Sweden has started scratching its head about Norway's methods of handling a recent threat.
"It created unnecessary anxiety in Norway," Magnus Ranstorp, terrorist expert at the Swedish National Defence College, told The Local.
Norway has been on high-powered, ultra-defensive tip-toe for the past few days, since its intelligence service (PST) said last Thursday that it suspected an "imminent" terror attack.
"Was it necessary? There are some critical questions we don't know the answer to," Ranstorp mused. "How close was the threat, was it an inevitable trajectory, and how much of it could they control? And we don't know any of that because the story keeps on changing."
Ranstorp said that both Sweden and Denmark have gone public about terror threats before, but generally only the threat is under control and the suspect has been clearly identified.
"That's apparently not the case here."
The threat was described as "credible" but "unspecific", but the PST admitted that it did not know who was behind the threat, nor where or how any attack might be carried out.

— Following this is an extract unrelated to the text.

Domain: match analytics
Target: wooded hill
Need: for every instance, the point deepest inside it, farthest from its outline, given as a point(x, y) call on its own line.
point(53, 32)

Since then airspace has been blocked, football tournaments disrupted, and museums closed in preparation for the attack. Nuclear plants were shut down and border control checks increased.
Ranstorp said that the PST deserved praise for its openness - but not its timing.
"In order to maintain faith and credibility, they need to be as transparent as possible," Ranstorp said. "But it should be done restrictively, and not without good grounds. The Golden Rule is that the more they go public, the less they know."
Following the initial report on Thursday, Norwegian TV reported on Saturday that there was good cause to suspect the attack would take place on Monday. On Sunday agencies backed off, saying that indeed it may not be Monday - but that they still suspect an attack. The situation was unchanged on Monday.
"The 22nd of July was a sort of complete intelligence failure, and they took the safe road. It's understandable," Ranstorp told The Local.
"But we can be a bit critical of their level of response. There didn't seem to be any clarity. One day they raised the level, the next they say it's coming, the next they drop it again."
Ranstorp said the nation could not continue indefinitely with such measures, as the drama has already hit hard on the Norwegian economy through lost tourism profits and overwhelming security costs - not to mention the potential impact on society.
"One of the big problems when you go out strong like this is that you not only create public anxiety, but it can also create terrorism in society," Ranstorp told The Local.
"You have to make sure that if there is a general sort of threat like this that people stand together, with community leaders, to mitigate the long term effect."
Former Danish Security (PET) director Hans-Jørgen Bonnichsen has also criticized Norway's behaviour, calling the Norwegian police's reactions a "victory for the terrorists" in newspaper Berlingske.
Ranstorp disagreed – but did say an assessment would be needed to determine whether such measures had been appropriate.
"There needs to be an assessment, or Norway will be like a yo-yo with security, going up and down, up and down, and over time it will become meaningless. So you really have to reserve this extreme level of security for very severe situations."
On Monday evening the PST announced that they would be lowering the threat level on Tuesday another step - but that the nation is still armed and prepared for an attack.